Our conversation drifted onto the subject of his business and some challenges he was facing. His workers’ comp modification rate had gone up, and he was having difficulty convincing his electricians of the need to control workers comp costs. He took over the business from his father about ten years ago and was now questioning that decision. Was it worth the risk? His two sons (one just out of college and the other with two years to go) had decided they didn’t want to work in the business. They heard about all the problems over the kitchen table at night and decided there are better ways to make a living.
With some variations, I’ve had this conversation before. It’s a pretty typical scenario for many NECA contractors. By and large, they are small, family-owned businesses with all the problems and opportunities inherit to that type of business.

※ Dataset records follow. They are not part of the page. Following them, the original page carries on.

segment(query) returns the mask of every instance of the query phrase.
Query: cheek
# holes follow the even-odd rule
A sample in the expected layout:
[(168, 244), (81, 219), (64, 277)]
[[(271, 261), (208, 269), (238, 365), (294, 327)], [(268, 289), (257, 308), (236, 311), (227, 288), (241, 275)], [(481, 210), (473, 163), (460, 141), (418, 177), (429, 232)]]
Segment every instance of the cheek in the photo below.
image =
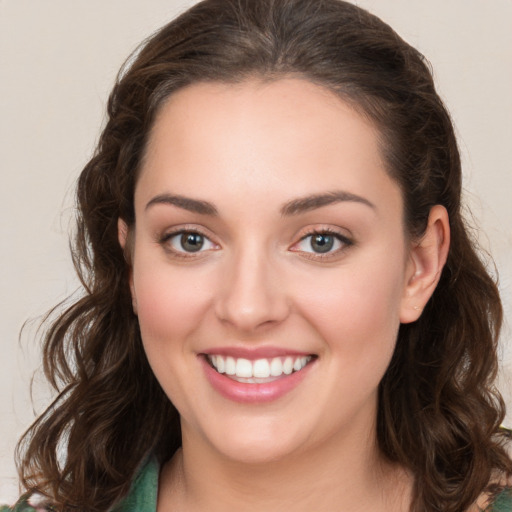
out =
[(375, 258), (316, 277), (310, 284), (317, 292), (303, 293), (300, 309), (327, 350), (340, 356), (339, 370), (354, 377), (369, 369), (383, 373), (400, 325), (401, 262)]
[(134, 267), (134, 292), (142, 338), (168, 344), (199, 325), (210, 297), (204, 276), (167, 265)]

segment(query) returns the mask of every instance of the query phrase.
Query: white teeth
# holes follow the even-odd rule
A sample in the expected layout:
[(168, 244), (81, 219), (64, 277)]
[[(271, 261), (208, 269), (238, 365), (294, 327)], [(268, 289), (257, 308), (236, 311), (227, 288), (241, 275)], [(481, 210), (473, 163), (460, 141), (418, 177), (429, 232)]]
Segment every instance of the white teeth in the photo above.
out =
[(311, 361), (312, 356), (302, 357), (274, 357), (272, 359), (249, 359), (231, 356), (209, 355), (208, 360), (219, 373), (226, 373), (241, 378), (259, 378), (280, 377), (281, 375), (290, 375), (298, 372)]
[(265, 379), (270, 377), (270, 364), (266, 359), (257, 359), (252, 365), (252, 373), (254, 377)]
[(290, 375), (290, 373), (292, 373), (292, 371), (293, 371), (293, 359), (291, 357), (287, 357), (283, 363), (283, 372), (286, 375)]
[[(217, 361), (222, 358), (222, 356), (217, 356)], [(226, 364), (224, 368), (226, 369), (227, 375), (235, 375), (236, 373), (236, 361), (232, 357), (226, 357)]]
[(279, 377), (283, 374), (283, 363), (279, 357), (274, 357), (270, 362), (270, 375), (272, 377)]
[(252, 374), (252, 364), (249, 359), (237, 359), (236, 360), (236, 371), (235, 374), (237, 377), (253, 377)]

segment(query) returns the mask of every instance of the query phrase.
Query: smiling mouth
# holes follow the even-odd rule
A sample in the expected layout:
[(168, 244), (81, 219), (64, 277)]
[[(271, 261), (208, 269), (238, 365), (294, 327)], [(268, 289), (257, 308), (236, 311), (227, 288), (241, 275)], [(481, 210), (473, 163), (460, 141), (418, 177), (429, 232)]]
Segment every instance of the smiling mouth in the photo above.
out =
[(284, 356), (251, 361), (241, 357), (206, 354), (206, 360), (218, 373), (247, 384), (264, 384), (300, 372), (315, 357)]

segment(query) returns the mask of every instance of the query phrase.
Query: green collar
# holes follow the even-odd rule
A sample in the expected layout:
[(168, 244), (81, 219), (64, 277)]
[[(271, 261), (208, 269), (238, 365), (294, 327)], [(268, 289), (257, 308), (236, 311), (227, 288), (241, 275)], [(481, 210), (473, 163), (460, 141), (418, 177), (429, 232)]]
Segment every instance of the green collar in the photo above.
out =
[(159, 473), (156, 458), (148, 458), (133, 481), (130, 493), (113, 512), (156, 512)]

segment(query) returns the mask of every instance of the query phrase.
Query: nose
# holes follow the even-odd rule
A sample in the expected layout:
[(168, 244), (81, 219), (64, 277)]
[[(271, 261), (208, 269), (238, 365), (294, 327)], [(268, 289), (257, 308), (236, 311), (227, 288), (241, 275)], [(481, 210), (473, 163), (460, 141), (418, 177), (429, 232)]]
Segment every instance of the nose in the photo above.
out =
[(279, 271), (268, 256), (246, 250), (226, 262), (216, 301), (217, 318), (239, 332), (253, 333), (289, 314)]

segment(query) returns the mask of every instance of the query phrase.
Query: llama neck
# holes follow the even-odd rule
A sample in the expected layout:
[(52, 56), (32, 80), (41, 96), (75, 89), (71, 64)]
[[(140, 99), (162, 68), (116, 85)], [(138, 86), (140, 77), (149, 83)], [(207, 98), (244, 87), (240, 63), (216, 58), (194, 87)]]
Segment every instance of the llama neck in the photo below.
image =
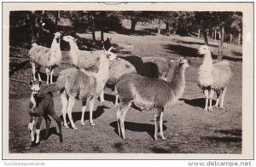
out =
[(52, 41), (52, 43), (50, 45), (51, 49), (60, 49), (60, 43), (57, 43), (57, 40), (55, 38), (54, 38), (54, 40)]
[(202, 63), (202, 67), (212, 72), (212, 59), (211, 53), (207, 53), (204, 55), (204, 60)]
[[(176, 99), (180, 98), (185, 89), (185, 67), (178, 65), (174, 71), (172, 82), (170, 83), (172, 91)], [(173, 97), (173, 96), (172, 96)]]
[(75, 53), (77, 53), (78, 50), (79, 50), (77, 43), (73, 41), (69, 42), (69, 45), (70, 45), (70, 55), (73, 56), (73, 55), (75, 55)]
[(31, 95), (31, 97), (30, 97), (30, 101), (32, 103), (32, 107), (36, 107), (37, 106), (37, 101), (36, 101), (36, 98), (35, 98), (35, 95), (34, 94), (32, 94)]

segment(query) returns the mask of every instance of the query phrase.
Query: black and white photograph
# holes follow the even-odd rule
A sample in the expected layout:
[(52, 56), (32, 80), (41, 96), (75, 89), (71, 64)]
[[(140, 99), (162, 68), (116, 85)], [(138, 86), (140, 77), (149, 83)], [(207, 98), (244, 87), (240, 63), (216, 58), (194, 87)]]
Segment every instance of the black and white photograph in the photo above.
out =
[(4, 158), (253, 158), (253, 3), (3, 10)]

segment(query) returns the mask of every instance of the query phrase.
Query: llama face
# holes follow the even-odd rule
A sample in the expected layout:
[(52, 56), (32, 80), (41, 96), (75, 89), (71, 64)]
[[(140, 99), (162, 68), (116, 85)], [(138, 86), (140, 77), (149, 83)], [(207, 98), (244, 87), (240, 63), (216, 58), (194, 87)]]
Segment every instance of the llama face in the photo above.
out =
[(67, 42), (67, 43), (69, 43), (69, 42), (76, 42), (76, 39), (73, 37), (72, 37), (72, 36), (64, 36), (63, 37), (62, 37), (62, 39), (64, 40), (64, 41), (66, 41), (66, 42)]
[(106, 52), (106, 56), (109, 60), (113, 60), (117, 59), (117, 55), (109, 51)]
[(184, 58), (181, 58), (181, 59), (179, 60), (178, 64), (179, 64), (180, 66), (185, 67), (185, 68), (189, 68), (189, 67), (191, 66), (191, 62), (190, 62), (190, 60), (188, 60), (188, 59), (184, 59)]
[(198, 49), (198, 54), (200, 54), (200, 55), (206, 55), (206, 54), (211, 53), (211, 51), (212, 51), (212, 49), (211, 48), (209, 48), (207, 45), (202, 45)]
[(60, 43), (61, 34), (60, 32), (55, 32), (55, 39), (56, 39), (57, 43)]
[(41, 83), (38, 81), (31, 81), (30, 85), (31, 85), (32, 94), (33, 95), (38, 94), (40, 90)]

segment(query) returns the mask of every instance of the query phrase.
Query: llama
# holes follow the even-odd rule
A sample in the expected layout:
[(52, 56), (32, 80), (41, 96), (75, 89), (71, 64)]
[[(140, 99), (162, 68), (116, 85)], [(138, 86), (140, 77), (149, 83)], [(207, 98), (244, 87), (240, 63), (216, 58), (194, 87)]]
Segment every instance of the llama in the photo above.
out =
[[(219, 98), (221, 95), (220, 107), (224, 107), (224, 95), (227, 91), (227, 85), (232, 77), (232, 72), (228, 61), (223, 60), (212, 64), (211, 55), (212, 49), (203, 45), (200, 47), (198, 52), (204, 55), (204, 60), (199, 68), (198, 85), (202, 89), (206, 96), (205, 110), (212, 112), (212, 100), (214, 91), (217, 93), (217, 101), (215, 107), (218, 107)], [(208, 107), (209, 101), (209, 107)]]
[[(80, 50), (76, 43), (77, 39), (72, 36), (64, 36), (63, 40), (67, 42), (70, 45), (69, 57), (71, 63), (79, 69), (84, 69), (89, 72), (97, 72), (99, 71), (102, 50), (96, 50), (93, 52)], [(108, 56), (111, 56), (113, 54), (110, 48), (106, 54)], [(113, 55), (116, 56), (116, 55)]]
[(90, 101), (90, 124), (94, 126), (92, 110), (96, 99), (102, 95), (103, 89), (109, 76), (109, 60), (116, 58), (115, 55), (108, 56), (108, 53), (99, 55), (99, 71), (97, 73), (87, 72), (84, 69), (68, 68), (60, 72), (56, 87), (61, 92), (64, 126), (68, 128), (66, 121), (67, 112), (69, 121), (73, 130), (78, 130), (72, 118), (72, 110), (75, 99), (82, 101), (81, 124), (84, 125), (84, 112), (86, 101)]
[(149, 56), (149, 57), (143, 57), (142, 60), (144, 62), (144, 64), (147, 63), (156, 64), (158, 66), (159, 73), (158, 73), (158, 78), (157, 77), (155, 78), (162, 79), (164, 81), (167, 80), (167, 74), (171, 68), (171, 65), (166, 59), (162, 57), (158, 57), (158, 56)]
[[(118, 79), (126, 73), (137, 73), (136, 68), (129, 61), (119, 58), (110, 61), (109, 78), (108, 80), (108, 84), (115, 86), (116, 83), (118, 82)], [(101, 100), (101, 101), (102, 101), (104, 100)], [(117, 105), (118, 95), (116, 94), (115, 90), (114, 106), (116, 107)]]
[(37, 43), (32, 43), (28, 52), (31, 64), (32, 66), (33, 79), (36, 80), (36, 64), (38, 65), (38, 75), (39, 81), (42, 81), (39, 70), (45, 67), (47, 75), (47, 84), (49, 85), (49, 77), (50, 84), (53, 84), (54, 69), (61, 62), (62, 55), (60, 49), (61, 33), (55, 32), (50, 48), (46, 48)]
[[(45, 119), (46, 123), (45, 139), (48, 137), (49, 128), (51, 122), (49, 117), (49, 115), (58, 124), (60, 141), (62, 142), (61, 120), (55, 112), (52, 92), (38, 94), (40, 90), (40, 84), (41, 83), (38, 81), (32, 81), (30, 83), (32, 95), (28, 110), (28, 113), (30, 115), (28, 130), (31, 131), (31, 141), (32, 142), (35, 141), (34, 135), (36, 134), (35, 143), (38, 144), (39, 142), (40, 125), (43, 118)], [(36, 126), (35, 130), (34, 125)]]
[[(79, 69), (84, 69), (88, 72), (98, 72), (100, 67), (100, 59), (102, 55), (102, 50), (89, 52), (86, 50), (80, 50), (76, 43), (76, 39), (72, 36), (64, 36), (63, 40), (69, 43), (70, 52), (69, 57), (71, 63)], [(104, 53), (108, 57), (116, 57), (117, 55), (111, 52), (113, 47), (108, 50), (103, 49)], [(101, 96), (101, 102), (104, 102), (104, 92), (102, 91)]]
[(135, 73), (120, 78), (116, 84), (120, 100), (117, 123), (119, 135), (123, 139), (125, 139), (125, 117), (132, 102), (143, 110), (154, 110), (154, 140), (157, 141), (158, 126), (161, 139), (166, 139), (163, 134), (164, 107), (175, 103), (183, 95), (185, 89), (185, 69), (189, 66), (190, 61), (181, 58), (171, 83)]

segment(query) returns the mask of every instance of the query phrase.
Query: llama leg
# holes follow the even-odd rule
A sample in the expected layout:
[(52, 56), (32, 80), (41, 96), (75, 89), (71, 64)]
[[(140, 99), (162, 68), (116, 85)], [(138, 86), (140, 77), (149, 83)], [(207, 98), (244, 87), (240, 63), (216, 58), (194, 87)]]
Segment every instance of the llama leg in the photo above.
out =
[(38, 144), (40, 141), (40, 125), (42, 122), (43, 117), (38, 117), (36, 121), (36, 144)]
[(62, 131), (61, 131), (61, 119), (56, 115), (55, 112), (52, 110), (49, 115), (56, 121), (58, 127), (59, 127), (59, 135), (60, 135), (60, 141), (62, 142)]
[(70, 96), (69, 99), (68, 99), (68, 106), (67, 106), (67, 115), (68, 115), (68, 118), (69, 118), (69, 121), (71, 123), (71, 126), (73, 130), (79, 130), (75, 124), (73, 123), (73, 118), (72, 118), (72, 109), (74, 106), (74, 103), (75, 103), (75, 99), (74, 97), (72, 97)]
[(42, 82), (41, 76), (40, 76), (40, 68), (41, 68), (41, 66), (38, 66), (38, 80), (39, 80), (40, 82)]
[(206, 107), (205, 107), (205, 111), (208, 110), (208, 99), (209, 99), (209, 90), (208, 89), (204, 89), (204, 94), (206, 95)]
[(117, 93), (116, 86), (114, 86), (114, 93), (115, 93), (114, 107), (117, 107), (119, 105), (119, 95)]
[(67, 101), (67, 97), (65, 90), (61, 95), (61, 104), (62, 104), (61, 112), (62, 112), (62, 116), (63, 116), (64, 126), (66, 128), (68, 128), (67, 124), (67, 120), (66, 120), (66, 114), (67, 114), (67, 108), (68, 101)]
[(82, 100), (82, 116), (81, 116), (81, 124), (84, 125), (84, 112), (86, 110), (86, 99)]
[(119, 130), (119, 135), (121, 135), (120, 133), (120, 108), (119, 108), (119, 110), (116, 112), (116, 116), (117, 116), (117, 124), (118, 124), (118, 130)]
[(154, 111), (154, 141), (157, 141), (157, 132), (158, 132), (158, 127), (160, 124), (160, 112), (158, 110)]
[(121, 133), (123, 139), (125, 139), (125, 118), (126, 115), (127, 111), (129, 110), (130, 107), (131, 105), (131, 102), (128, 103), (126, 106), (121, 107), (120, 109), (120, 128), (121, 128)]
[(219, 102), (219, 97), (220, 97), (220, 90), (216, 91), (216, 94), (217, 94), (217, 100), (214, 107), (218, 107)]
[(44, 139), (47, 139), (48, 138), (48, 134), (49, 134), (49, 124), (50, 124), (50, 118), (48, 116), (48, 114), (45, 114), (44, 116), (44, 118), (45, 119), (45, 124), (46, 124), (46, 130), (45, 130), (45, 136), (44, 136)]
[(46, 72), (46, 84), (49, 85), (49, 68), (45, 68), (45, 72)]
[(35, 118), (36, 118), (35, 117), (30, 116), (30, 121), (29, 121), (27, 129), (31, 131), (33, 130), (33, 126), (34, 126), (34, 124), (35, 124)]
[(223, 108), (223, 106), (224, 106), (224, 99), (226, 91), (227, 91), (227, 87), (225, 87), (225, 88), (223, 89), (223, 92), (222, 92), (222, 95), (221, 95), (221, 103), (220, 103), (220, 106), (219, 106), (221, 108)]
[(90, 106), (89, 106), (89, 110), (90, 110), (90, 120), (89, 120), (89, 122), (90, 122), (90, 126), (95, 126), (95, 124), (93, 123), (93, 120), (92, 120), (94, 103), (95, 103), (95, 98), (92, 97), (90, 101)]
[(213, 93), (214, 93), (214, 90), (213, 89), (210, 89), (210, 95), (209, 95), (209, 100), (210, 100), (209, 112), (212, 112), (212, 102)]
[(166, 138), (164, 136), (164, 132), (163, 132), (163, 122), (164, 122), (164, 111), (161, 111), (160, 118), (160, 137), (162, 140), (166, 140)]
[(101, 93), (100, 100), (101, 100), (101, 102), (105, 102), (105, 99), (104, 99), (104, 90), (102, 90), (102, 92)]
[(28, 129), (31, 130), (30, 136), (31, 136), (31, 141), (33, 142), (35, 141), (35, 131), (34, 131), (34, 124), (35, 124), (35, 117), (32, 117), (32, 121), (29, 123)]
[(36, 78), (36, 63), (33, 61), (31, 61), (31, 66), (32, 66), (33, 78), (34, 78), (34, 81), (36, 81), (37, 80), (37, 78)]
[(52, 81), (52, 78), (53, 78), (53, 73), (54, 73), (54, 68), (51, 68), (51, 71), (50, 71), (50, 84), (53, 84), (53, 81)]

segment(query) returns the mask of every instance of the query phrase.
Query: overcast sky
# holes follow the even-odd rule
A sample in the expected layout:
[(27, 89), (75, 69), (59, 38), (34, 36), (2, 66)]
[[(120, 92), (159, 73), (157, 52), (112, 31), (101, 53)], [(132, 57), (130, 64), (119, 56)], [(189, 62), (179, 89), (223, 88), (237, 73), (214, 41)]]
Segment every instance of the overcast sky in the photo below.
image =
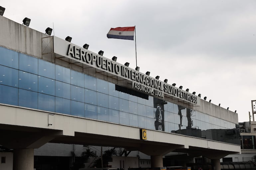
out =
[(28, 18), (29, 27), (44, 33), (53, 23), (55, 36), (69, 36), (134, 69), (135, 41), (106, 34), (136, 26), (140, 72), (200, 93), (237, 110), (239, 122), (249, 121), (256, 100), (256, 1), (11, 0), (0, 6), (5, 17), (20, 24)]

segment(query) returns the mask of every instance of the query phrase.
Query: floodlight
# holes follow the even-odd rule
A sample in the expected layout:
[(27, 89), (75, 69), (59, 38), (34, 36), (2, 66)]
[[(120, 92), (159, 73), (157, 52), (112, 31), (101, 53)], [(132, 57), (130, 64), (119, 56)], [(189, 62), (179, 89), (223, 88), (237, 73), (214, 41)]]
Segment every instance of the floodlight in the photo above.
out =
[(114, 61), (116, 61), (116, 59), (117, 59), (117, 57), (115, 56), (113, 56), (112, 57), (112, 60)]
[(126, 62), (124, 63), (124, 65), (126, 67), (129, 67), (129, 64), (130, 64), (130, 63), (128, 62)]
[(65, 40), (67, 41), (68, 41), (70, 42), (71, 42), (71, 40), (72, 39), (72, 37), (70, 37), (69, 36), (67, 36), (65, 38)]
[(85, 48), (86, 50), (88, 50), (88, 48), (89, 48), (89, 45), (87, 44), (85, 44), (83, 45), (83, 48)]
[(104, 52), (101, 50), (99, 51), (99, 52), (98, 53), (98, 54), (99, 54), (101, 56), (102, 56), (103, 55), (103, 53), (104, 53)]
[(3, 16), (3, 15), (4, 15), (5, 10), (5, 8), (3, 7), (0, 6), (0, 15)]
[(50, 27), (48, 27), (45, 30), (45, 33), (51, 36), (52, 34), (52, 32), (53, 31), (53, 29)]
[(30, 21), (31, 20), (29, 18), (28, 18), (26, 17), (23, 20), (23, 25), (25, 25), (27, 27), (28, 27), (29, 26), (29, 24), (30, 23)]

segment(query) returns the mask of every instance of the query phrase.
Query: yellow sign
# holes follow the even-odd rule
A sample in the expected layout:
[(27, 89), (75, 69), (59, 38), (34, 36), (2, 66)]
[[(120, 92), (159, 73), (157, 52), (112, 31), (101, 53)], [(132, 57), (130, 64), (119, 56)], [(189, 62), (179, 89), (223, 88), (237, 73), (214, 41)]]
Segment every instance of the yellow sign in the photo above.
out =
[(140, 129), (140, 139), (147, 140), (147, 130), (146, 129)]

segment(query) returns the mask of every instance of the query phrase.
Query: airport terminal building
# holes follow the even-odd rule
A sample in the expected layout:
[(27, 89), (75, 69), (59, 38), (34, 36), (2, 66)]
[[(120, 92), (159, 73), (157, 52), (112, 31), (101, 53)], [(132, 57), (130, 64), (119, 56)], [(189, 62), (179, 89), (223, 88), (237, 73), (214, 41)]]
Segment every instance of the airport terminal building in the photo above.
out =
[(220, 159), (240, 152), (237, 113), (128, 63), (0, 23), (0, 145), (13, 149), (14, 170), (33, 169), (34, 149), (48, 142), (139, 150), (152, 167), (175, 151), (219, 170)]

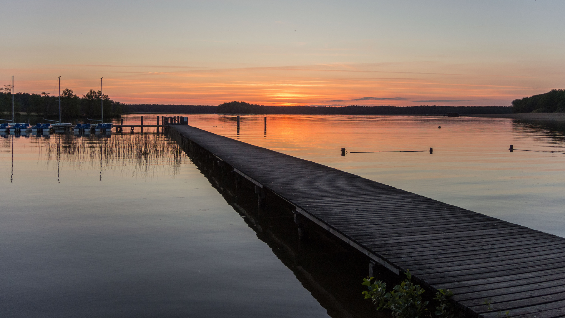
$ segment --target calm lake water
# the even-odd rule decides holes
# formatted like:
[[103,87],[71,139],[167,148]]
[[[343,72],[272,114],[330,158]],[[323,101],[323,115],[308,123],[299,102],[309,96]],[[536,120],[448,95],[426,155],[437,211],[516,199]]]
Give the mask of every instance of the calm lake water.
[[[155,123],[155,116],[144,115],[144,123]],[[560,123],[269,115],[266,133],[262,115],[241,116],[238,130],[236,116],[187,116],[189,124],[216,134],[565,237],[565,127]],[[140,115],[123,119],[137,123]],[[292,222],[288,230],[273,230],[280,236],[266,237],[247,212],[212,186],[205,169],[155,131],[0,136],[0,312],[5,316],[366,313],[366,308],[358,312],[332,304],[354,303],[344,295],[360,293],[354,289],[366,274],[362,259],[329,275],[328,281],[347,279],[320,291],[312,282],[323,280],[316,280],[325,273],[321,264],[334,264],[331,253],[314,247],[282,251],[281,246],[293,246],[293,234],[285,238]],[[536,151],[511,153],[511,144]],[[430,147],[432,154],[351,153]],[[349,152],[344,157],[341,148]],[[306,258],[328,260],[299,266],[285,256],[301,248]],[[364,267],[359,269],[358,263]]]

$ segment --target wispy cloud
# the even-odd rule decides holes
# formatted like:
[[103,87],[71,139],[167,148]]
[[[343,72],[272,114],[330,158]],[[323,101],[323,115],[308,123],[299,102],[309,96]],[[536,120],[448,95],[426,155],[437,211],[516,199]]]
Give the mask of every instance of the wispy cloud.
[[468,102],[471,100],[432,100],[429,101],[412,101],[418,102]]
[[362,97],[360,98],[355,98],[354,101],[399,101],[405,100],[404,97]]

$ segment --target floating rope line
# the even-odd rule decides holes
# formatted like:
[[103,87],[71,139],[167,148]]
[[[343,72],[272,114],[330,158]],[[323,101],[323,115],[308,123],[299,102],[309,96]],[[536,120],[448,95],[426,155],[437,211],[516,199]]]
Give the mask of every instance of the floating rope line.
[[544,151],[542,150],[525,150],[523,149],[514,149],[512,150],[518,150],[520,151],[533,151],[534,152],[550,152],[551,153],[560,153],[562,154],[565,154],[565,152],[559,152],[558,151]]
[[[516,150],[516,149],[514,149]],[[405,150],[402,151],[350,151],[349,153],[366,153],[367,152],[428,152],[429,150]]]

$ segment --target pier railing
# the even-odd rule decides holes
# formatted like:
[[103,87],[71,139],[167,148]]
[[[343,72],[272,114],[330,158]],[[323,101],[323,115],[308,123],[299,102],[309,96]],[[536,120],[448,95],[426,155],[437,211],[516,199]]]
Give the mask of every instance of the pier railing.
[[188,125],[188,117],[182,116],[165,116],[163,117],[163,124],[166,125]]

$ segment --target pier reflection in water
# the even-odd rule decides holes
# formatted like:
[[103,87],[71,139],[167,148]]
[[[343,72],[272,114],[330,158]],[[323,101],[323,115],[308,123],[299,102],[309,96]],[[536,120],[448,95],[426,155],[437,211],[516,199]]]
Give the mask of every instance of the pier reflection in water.
[[[375,312],[375,307],[360,295],[360,282],[368,273],[368,257],[310,221],[307,237],[301,236],[289,204],[275,195],[262,200],[254,184],[219,165],[215,157],[186,139],[177,136],[177,140],[212,186],[331,316],[390,316]],[[372,274],[379,279],[392,286],[399,282],[399,277],[385,268],[374,269]]]
[[371,313],[362,256],[199,165],[154,132],[0,138],[3,316]]

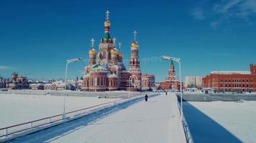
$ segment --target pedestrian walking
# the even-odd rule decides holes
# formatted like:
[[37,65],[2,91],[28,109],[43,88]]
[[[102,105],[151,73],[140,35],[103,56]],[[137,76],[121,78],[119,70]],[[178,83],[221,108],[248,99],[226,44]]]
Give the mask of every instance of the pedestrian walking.
[[146,95],[145,96],[145,102],[147,102],[147,98],[148,98],[148,96],[147,96],[147,94],[146,94]]

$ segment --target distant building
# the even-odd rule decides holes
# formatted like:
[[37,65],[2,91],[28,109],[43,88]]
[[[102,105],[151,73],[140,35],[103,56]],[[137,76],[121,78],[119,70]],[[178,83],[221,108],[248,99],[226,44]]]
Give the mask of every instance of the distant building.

I realized in this conversation that disappointment with family loomed large. There is the sons’ lack of interest in the business, of course, but there’s also the lack of cooperation from the workforce. Small businesses consider their long-term employees like part of the family. It’s hard for them to understand why family members won’t pull together for the good of everyone in the business.
During our conversation, another NECA contractor came by and joined in. He was nearing retirement from his family’s third-generation business. He had gone through a bunch of the same experiences and offered both sympathy and advice to my original bar mate.
I mentioned to them both that this was one of the real advantages of belonging to an association, like NECA. Where else can you find someone who truly understands the challenges you face on a daily basis? Where else will you find competitors willing to share their knowledge and experience with you?
NECA members become part of an extended family. Sometimes there’s the weird cousin or the good-for-nothing son-in-law, but overall it’s a caring and supportive family. Successful NECA members have learned how to use these relationships to their advantage. In fact, many have told me it is the secret to their success.